The environment for expansion continues to improve as well. Exploration and production concerns are putting more wells in one drilling location to employ longer laterals. This increases their efficiency and lowers their costs in getting energy out of the ground.

Infrastructure also is being expanded.  Railroad lines are being extended and new pipelines are being built. Calumet Specialty Product Partners (CLMT), through a partnership, just broke ground on the first new U.S. refinery since 1976 in North Dakota. This venture is to produce the diesel fuel to supply the rigs and other drilling facilities in the region.

There are two other things which I believe can spur greater performance for these Bakken producers for the rest of the year. One is a rotation out of the defensive sectors (utilities, consumer staples, healthcare) into higher growing sectors like energy and technology that also have cheaper valuations.

I also believe the oil majors will pick up their pace of acquisitions in this region as it is a logical and cheap way to add to production and reserves.

 Here are two Bakken producers I would keep an eye on.

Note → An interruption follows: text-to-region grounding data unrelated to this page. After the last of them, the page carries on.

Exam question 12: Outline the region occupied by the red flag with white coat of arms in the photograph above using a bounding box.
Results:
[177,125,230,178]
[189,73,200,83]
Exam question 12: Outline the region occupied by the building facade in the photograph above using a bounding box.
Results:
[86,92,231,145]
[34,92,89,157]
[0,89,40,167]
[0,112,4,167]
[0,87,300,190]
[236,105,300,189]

Oasis Petroleum (OAS) -- The last time I talked about this stock in October it was trading at $30 a share. Oasis is now at $37 but continuing to deliver results. In its earnings report this week, the company easily beat expectations on both the top and the bottom lines. It was the fifth straight quarter the company beat consensus on both earnings and sales. Revenue increased an impressive 79% year on year. Operating cash flow is up almost 800% since FY2010 closed. The stock is too cheap at under 12x 2014's projected earnings. OAS sports a minuscule five year projected PEG (.43) as well.

Whiting Petroleum (WLL) -- Another Bakken producer that beat on the top and the bottom lines when it reported results in late April. Average daily production was up 10% year on year on the barrels of oil equivalent/day basis after being up 22% year on year in the previous quarter. The company estimates it will deliver a 12% to 16% production gain for the full year. The stock is cheap at just over 4x operating cash flow. The stock trades at just under $48 a share.

JP Morgan went to "Overweight" on the equity in April and lifted its price target to $65 a share. The bank's analyst noted the change was driven by Whiting trading at significantly less than its net asset value and the equity has more potential upside if its pilot drilling programs are successful in promising new sites.